Normal sound waves are analog data, meaning that they are continuous and can be break down into infinite parts. In order to store audio information in finite computers, we needed a way to convert analog information into digital data. This process is known as audio encoding.
The method of representing analog signals digitally is called Pulse-Code Modulation (PCM). Then we needed sampling to acquire the number of samples per second, and quantization to transform continuous range of values into finite and discrete values. The final process is encoding, meaning that the audio is converted into a digital form.
Video Representation
Video representation is similar to a combination of image and audio representation. The audio data in videos are represented in the same way as mentioned above, while image representation is slightly different. Scientific research shows that when 24 frames of picture are shown in 1 second, for the human eye it would seem like the pictures are moving. When this speed reaches approximately 52 fps (frames per second), the movements in the video would seem natural for us.
In order to store so many images, videos usually applies two types of compression methods: temporal compression and spatial compression.

Temporal compression is used for scenes that contains little movement for has a still background. By analyzing the differences between consecutive frames, there would be a key frame that acts as a basis for comparation.

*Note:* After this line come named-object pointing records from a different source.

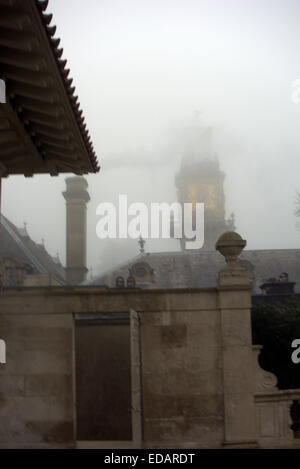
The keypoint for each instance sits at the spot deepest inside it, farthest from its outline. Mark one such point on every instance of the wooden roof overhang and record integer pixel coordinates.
(42, 129)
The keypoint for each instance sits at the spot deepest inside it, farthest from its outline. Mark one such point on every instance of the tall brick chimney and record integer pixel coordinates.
(77, 197)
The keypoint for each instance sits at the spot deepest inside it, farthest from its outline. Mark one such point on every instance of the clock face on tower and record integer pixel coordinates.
(203, 193)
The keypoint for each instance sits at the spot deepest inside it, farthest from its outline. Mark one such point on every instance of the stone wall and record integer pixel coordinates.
(36, 388)
(193, 379)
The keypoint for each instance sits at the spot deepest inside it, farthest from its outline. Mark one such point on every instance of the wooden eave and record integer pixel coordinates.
(42, 129)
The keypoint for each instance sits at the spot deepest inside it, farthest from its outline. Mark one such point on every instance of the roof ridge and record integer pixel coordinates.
(7, 225)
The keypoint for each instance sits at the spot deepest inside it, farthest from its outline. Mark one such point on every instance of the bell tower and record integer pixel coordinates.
(200, 180)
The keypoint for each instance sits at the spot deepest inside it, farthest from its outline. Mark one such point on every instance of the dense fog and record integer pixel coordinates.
(147, 70)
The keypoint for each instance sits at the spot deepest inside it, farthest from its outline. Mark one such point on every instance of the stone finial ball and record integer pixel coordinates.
(230, 245)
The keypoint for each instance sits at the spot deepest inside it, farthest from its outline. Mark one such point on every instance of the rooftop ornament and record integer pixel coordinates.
(230, 245)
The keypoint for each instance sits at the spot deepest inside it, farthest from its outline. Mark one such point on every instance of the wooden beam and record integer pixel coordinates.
(20, 40)
(40, 79)
(39, 118)
(31, 104)
(22, 59)
(48, 131)
(14, 18)
(47, 95)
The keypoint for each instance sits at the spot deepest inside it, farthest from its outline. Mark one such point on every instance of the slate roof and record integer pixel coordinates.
(15, 243)
(199, 269)
(42, 129)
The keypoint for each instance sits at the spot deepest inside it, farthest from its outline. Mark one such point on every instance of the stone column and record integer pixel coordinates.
(76, 197)
(238, 377)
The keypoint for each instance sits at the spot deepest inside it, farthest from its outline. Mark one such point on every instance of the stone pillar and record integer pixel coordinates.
(76, 196)
(238, 376)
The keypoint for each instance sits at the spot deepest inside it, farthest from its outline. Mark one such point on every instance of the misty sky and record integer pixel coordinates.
(142, 68)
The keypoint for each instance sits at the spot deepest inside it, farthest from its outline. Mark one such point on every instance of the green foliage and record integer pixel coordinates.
(275, 326)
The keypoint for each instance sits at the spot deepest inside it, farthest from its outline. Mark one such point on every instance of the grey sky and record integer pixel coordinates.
(141, 69)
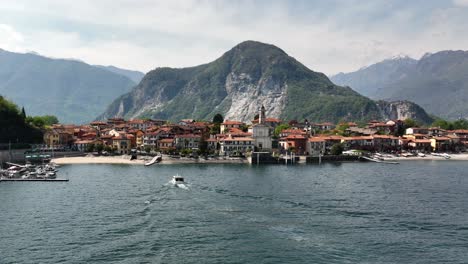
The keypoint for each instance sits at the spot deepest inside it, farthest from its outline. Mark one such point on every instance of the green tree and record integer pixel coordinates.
(23, 113)
(147, 149)
(218, 119)
(99, 148)
(215, 129)
(90, 148)
(410, 123)
(337, 149)
(280, 128)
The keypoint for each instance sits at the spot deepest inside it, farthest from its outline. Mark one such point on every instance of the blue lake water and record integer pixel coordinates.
(414, 212)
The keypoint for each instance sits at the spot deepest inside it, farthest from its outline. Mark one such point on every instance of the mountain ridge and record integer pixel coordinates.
(437, 82)
(236, 84)
(72, 90)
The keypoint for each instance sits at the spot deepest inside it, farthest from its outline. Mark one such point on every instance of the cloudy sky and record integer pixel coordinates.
(326, 35)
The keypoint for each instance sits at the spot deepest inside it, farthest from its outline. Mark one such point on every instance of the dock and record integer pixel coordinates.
(30, 180)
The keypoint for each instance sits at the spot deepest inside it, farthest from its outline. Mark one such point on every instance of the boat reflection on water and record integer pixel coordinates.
(178, 181)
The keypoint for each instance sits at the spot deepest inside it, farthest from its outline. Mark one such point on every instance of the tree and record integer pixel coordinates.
(218, 119)
(337, 149)
(23, 113)
(280, 128)
(410, 123)
(99, 148)
(215, 129)
(90, 148)
(147, 149)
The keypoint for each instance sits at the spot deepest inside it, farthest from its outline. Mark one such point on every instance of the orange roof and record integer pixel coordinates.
(237, 139)
(295, 136)
(421, 141)
(188, 136)
(316, 139)
(228, 122)
(460, 131)
(441, 138)
(358, 138)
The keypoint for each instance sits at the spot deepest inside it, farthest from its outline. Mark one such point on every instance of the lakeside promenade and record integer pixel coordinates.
(125, 159)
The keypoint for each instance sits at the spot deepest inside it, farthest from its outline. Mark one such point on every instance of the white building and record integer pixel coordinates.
(231, 145)
(261, 133)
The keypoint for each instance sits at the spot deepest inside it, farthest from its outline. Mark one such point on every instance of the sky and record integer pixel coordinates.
(328, 36)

Other frames that contain changes are known as delta frames. In this way, we could only store the section that is moving, therefore save the storage space of those repeating scenes that are static.
Spatial compression aims to combine groups of pixels that have the same value together and only present one of the values and the coordinates of those pixels. This mechanism is very similar to image representation (or in run-length encoding).
Codecs are programs that encode data into usable files for computers (like images or videos), and compression codecs are specifically designed to remove some data without losing the quality of the file.
Control Systems
For class presentation, we created a zoho slide in order to explain the control systems in elevators. In our presentation, we discussed about the sensors and hardware being used , the process in elevators when someone pressed a button, and possible situations of interruption, like when someone is standing between the doors. To know more information, please click the picture below to view the full presentation.

After the presentation, we read the answers provided on the text books. Luckily we got most of the answers correct, except for some small flaws like ignoring the existence of proximity sensors. After this activity I gained more knowledge on the operations of elevators, and also, control systems in general.
Poster preparation
On Thursday’s class, we prepared for the group poster presentation about text and characters. We planned to make the central theme of the poster related to TOEFL (because in that way we could incorporate alphabets, Chinese characters, integers, and float-point numbers together.) We have already assigned the work to each group member, and hopefully after this project we would be able to better comprehend the process of data representation and compression.

In conclusion, though we spend most of the time on preparation for posters and presentation, I still learned many useful information in this week’s class. For example, learning different ways of encoding text messages and representation of different forms of data allowed me to better understand the mechanisms of computers, while analyzing the control system in elevators helped me to realize that even a seemingly simple machine can have complex structures and process of execution. After this lesson, I would probably be more patient when waiting for elevators.